Kochrezept für Netzbetreiber

Eine neue VDE-Studie zeigt den Weg zum „atmenden“ Stromnetz.
nach Quelle: E&M Powernews, 18. April 2016

Wenn die Energiewende gelingen soll, müssen die Stromverteilnetze jetzt umgebaut und flexibilisiert werden, betont der VDE Verband der Elektrotechnik Elektronik Informationstechnik e.V. in Frankfurt. Was zum Umbau notwendig ist, hat der VDE jetzt in der Studie „Schutz- und Automatisierungstechnik in aktiven Verteilnetzen“ zusammengestellt.

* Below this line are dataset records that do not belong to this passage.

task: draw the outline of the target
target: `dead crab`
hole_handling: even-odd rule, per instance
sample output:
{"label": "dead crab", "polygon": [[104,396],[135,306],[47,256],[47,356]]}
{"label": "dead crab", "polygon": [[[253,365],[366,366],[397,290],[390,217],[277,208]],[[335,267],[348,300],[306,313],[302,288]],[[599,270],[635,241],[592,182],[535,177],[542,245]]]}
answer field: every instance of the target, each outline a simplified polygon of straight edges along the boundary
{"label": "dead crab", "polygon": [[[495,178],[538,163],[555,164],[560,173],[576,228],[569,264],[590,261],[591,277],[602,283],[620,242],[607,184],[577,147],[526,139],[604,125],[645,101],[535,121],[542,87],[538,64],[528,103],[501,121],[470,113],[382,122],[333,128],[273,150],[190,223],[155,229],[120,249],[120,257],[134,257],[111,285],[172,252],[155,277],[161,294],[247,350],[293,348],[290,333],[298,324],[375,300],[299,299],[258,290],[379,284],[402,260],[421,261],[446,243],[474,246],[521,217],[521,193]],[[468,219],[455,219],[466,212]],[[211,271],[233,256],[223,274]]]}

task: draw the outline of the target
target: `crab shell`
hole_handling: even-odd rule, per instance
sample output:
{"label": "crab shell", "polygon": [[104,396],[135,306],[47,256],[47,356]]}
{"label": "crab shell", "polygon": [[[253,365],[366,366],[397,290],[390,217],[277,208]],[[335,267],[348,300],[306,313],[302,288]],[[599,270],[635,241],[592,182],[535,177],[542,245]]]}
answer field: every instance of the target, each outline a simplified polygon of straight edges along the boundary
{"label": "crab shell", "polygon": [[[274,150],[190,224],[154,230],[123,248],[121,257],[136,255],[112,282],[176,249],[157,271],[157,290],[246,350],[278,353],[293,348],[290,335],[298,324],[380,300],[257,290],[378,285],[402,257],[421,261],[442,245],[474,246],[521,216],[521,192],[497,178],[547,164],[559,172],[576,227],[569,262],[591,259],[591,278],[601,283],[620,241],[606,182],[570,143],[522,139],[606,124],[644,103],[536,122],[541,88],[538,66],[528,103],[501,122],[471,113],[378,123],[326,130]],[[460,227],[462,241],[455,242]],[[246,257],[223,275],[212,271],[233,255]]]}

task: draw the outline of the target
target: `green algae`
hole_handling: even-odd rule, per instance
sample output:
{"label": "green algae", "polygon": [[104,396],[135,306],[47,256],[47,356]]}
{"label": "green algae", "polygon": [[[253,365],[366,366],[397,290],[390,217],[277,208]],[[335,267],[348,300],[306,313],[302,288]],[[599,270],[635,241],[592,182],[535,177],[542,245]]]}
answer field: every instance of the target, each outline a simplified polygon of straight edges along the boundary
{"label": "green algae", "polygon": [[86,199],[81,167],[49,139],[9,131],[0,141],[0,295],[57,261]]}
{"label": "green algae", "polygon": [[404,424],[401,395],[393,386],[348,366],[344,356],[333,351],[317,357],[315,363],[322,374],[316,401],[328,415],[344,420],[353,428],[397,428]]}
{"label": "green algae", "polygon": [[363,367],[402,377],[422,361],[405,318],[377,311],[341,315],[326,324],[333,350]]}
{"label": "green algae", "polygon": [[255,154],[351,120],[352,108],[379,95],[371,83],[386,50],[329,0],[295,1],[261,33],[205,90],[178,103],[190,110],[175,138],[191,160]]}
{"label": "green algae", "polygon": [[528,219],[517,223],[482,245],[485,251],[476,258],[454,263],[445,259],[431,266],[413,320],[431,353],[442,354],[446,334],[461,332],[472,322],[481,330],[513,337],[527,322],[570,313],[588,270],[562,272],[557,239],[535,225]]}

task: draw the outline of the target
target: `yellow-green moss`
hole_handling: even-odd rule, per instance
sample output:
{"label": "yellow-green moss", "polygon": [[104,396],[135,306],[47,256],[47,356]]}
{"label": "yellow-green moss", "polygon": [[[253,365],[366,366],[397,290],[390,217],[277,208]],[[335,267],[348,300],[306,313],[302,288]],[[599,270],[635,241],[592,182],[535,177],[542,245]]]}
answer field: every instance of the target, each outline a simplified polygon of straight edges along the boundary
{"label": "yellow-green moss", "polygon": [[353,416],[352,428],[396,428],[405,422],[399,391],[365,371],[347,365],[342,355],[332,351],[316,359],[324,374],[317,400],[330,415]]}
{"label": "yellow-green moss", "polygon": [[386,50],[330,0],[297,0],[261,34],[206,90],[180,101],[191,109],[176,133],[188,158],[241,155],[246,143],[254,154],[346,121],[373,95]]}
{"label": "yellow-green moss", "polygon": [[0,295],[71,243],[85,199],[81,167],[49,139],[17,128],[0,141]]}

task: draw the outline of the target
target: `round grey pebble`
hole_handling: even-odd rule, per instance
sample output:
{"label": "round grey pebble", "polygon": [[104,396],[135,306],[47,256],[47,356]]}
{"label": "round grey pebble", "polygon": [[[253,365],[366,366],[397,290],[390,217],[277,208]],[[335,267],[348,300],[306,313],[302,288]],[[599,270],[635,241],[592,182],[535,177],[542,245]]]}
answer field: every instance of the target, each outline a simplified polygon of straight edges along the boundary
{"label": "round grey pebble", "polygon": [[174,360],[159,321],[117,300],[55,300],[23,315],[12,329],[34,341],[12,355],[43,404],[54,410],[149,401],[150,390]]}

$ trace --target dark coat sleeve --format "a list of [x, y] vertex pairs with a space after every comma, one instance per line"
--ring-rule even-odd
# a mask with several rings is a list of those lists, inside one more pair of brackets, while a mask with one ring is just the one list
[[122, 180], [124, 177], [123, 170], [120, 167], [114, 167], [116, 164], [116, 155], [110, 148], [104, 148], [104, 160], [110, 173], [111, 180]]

Der Grundgedanke: Die Verteilnetze, in die 95 % des erneuerbaren Stroms eingespeist werden, müssen so ertüchtigt werden, dass sie sich automatisch bestmöglich an die Einspeise- und Lastverhältnisse anpassen können. Aus den bisher klassischen „Einbahnstraßen-Verteilnetzen“ (also mit Stromfluss vom Kraftwerk zum Verbraucher) müssen „gegenverkehrsfähige“ und flexible Smart Grids werden, die Stromflüsse in beiden Richtungen sicher bewältigen und im Fehlerfall sicher unterbinden können.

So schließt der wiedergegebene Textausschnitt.